I must agree with #duffymo about validating before the transaction is initiated. It is quite difficult to handle database exceptions and presenting those to the user.
The reason you get the detached exception is most likely because you think you have written something to the database, and then you call remove on or refresh on the object, and then you try to write something again.
What you need to do instead is create a long-running conversation with flushMode set to MANUAL.
Then you start persisting stuff, and then you can perform your validation, and if that is ok you persist again. After you are done and everything is good to go, you call entityManager.flush(). Which will save everything to the database.
And if something failed, you dont flush. You just return null or "error" with some message. Let me show you with some pseudo code.
Lets say you have a Person and Organization entity.
Now you need to store Person before you can put person to Organization.
private Person person;
private Organization org;
#Begin(join=true,FlushMode=MANUAL) //yes syntax is wrong, but you get the point
public String savePerson() {
//Inside some save method, and person contains some data that user has filled through a form
//Now you want to save person if they have name filled in (yes I know this example should be done from the view, but this is only an example
try {
if("".equals(person.getName()) {
StatusMessages.instance().add("User needs name");
return "error"; //or null
}
entityManager.save(person);
return "success";
} catch(Exception ex) {
//handle error
return "failure";
}
}
Note that we now save person, but we have not flushed the transaction. However, it will check constraints that you have set on your entitybean. (#NotNull, #NotEmpty and so on). So it will only simulate a save.
Now you save organization for person.
#End(FlushMode=MANUAL) //yes syntax is wrong, but you get the point
public String saveOrganization() {
//Inside some save method, and organization contains some data that user has filled through a form, or chosen from combobox
org.setPerson(person); //Yes this is only demonstration and should have been collection (OneToMany)

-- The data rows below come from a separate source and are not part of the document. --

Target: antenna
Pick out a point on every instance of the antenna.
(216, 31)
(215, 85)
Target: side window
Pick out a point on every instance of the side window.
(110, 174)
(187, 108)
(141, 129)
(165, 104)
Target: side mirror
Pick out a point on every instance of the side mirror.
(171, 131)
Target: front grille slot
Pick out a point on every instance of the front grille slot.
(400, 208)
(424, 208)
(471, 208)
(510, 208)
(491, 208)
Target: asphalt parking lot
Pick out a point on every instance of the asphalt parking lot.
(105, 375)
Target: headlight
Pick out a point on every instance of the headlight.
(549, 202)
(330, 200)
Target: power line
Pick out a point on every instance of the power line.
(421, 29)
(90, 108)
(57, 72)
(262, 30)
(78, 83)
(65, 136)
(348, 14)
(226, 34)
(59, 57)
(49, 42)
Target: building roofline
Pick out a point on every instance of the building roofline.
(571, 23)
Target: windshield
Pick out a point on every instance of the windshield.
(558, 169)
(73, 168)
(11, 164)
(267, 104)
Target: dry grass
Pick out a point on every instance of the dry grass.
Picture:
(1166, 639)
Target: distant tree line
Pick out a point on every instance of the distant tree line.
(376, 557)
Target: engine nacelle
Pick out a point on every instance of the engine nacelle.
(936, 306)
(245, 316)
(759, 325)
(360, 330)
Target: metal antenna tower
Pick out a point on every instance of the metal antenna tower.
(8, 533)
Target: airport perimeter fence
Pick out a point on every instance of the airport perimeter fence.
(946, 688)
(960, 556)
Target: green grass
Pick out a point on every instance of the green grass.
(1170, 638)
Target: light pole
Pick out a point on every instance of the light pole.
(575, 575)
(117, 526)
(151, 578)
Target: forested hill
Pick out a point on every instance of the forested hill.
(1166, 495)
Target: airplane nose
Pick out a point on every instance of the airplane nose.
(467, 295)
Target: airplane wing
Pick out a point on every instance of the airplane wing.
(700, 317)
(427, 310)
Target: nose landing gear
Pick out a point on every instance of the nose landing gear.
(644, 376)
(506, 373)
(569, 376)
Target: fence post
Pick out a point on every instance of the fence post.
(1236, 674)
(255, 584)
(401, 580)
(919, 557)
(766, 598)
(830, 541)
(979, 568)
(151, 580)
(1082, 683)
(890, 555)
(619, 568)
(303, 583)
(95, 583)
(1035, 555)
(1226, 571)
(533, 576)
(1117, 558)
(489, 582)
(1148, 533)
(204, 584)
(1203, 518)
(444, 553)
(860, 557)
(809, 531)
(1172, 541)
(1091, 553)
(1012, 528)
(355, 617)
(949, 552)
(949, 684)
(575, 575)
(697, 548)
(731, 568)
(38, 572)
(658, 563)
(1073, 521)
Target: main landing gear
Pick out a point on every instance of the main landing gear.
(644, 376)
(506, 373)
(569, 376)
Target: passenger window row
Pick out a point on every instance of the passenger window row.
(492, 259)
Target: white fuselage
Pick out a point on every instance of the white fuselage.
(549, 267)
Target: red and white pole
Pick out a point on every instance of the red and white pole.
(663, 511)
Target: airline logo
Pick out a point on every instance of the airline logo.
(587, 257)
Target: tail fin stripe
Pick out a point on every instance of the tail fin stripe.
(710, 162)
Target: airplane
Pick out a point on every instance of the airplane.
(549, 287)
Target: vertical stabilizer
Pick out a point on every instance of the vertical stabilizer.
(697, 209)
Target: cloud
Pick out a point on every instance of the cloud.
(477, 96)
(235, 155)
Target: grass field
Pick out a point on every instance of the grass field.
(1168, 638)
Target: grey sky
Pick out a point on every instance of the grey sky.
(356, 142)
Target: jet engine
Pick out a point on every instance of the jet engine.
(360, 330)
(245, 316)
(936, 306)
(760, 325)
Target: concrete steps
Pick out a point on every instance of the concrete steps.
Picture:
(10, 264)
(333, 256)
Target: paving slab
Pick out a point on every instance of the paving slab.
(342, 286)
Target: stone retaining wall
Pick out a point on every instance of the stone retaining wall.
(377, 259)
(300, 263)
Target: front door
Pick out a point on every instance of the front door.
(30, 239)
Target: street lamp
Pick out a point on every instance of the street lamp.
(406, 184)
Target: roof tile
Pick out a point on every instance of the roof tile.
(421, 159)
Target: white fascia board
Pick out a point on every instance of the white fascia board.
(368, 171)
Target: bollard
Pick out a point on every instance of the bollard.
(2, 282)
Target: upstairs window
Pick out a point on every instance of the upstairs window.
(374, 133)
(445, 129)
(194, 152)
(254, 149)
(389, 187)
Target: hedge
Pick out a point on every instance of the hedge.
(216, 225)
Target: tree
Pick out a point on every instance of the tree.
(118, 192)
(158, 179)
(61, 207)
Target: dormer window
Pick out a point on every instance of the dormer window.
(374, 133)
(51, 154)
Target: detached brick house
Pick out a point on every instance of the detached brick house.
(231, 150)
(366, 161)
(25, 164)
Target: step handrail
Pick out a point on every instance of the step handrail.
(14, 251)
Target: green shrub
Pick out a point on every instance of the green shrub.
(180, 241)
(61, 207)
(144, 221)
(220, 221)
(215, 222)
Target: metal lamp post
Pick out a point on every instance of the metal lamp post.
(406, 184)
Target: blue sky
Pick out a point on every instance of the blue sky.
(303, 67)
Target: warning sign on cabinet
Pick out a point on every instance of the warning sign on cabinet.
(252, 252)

//Do some constraint or validation check
entityManager.save(org);
//Simulate saving org
//if everything went ok
entityManager.flush() //Now person and organization is finally stored in the database
return "success";
}
Here you can even put stuff in try catch and only return success if no exception occurred, so that you don't get thrown to error page.
Update
You can try this:
#PersistenceContext(type=EXTENDED)
EntityManager em;
This will make a stateful bean has an EJB3 extended persistence context. The messages retrieved in the query remain in the managed state as long as the bean exists, so any subsequent method calls to the stateful bean can update them without needing to make any explicit call to the EntityManager. This might avoid your LazyInitializationException.
You can now use
em.refresh(user);
I think validation should be done before the transaction is ever initiated.
I have faced this situation lately in a variety of guises.
The best I found is to treat the object you have as a value object (which it basically is after the rollback). To remove it from the database, find its 'attached' twin using a find by its id (which will not go to the database as it is almost certainly cached) and then remove the object that was returned.
Similar for updates : get a fresh copy and update it.
It is a bit of a hassle, but it avoids long transactions and all the evil locking issues related to that.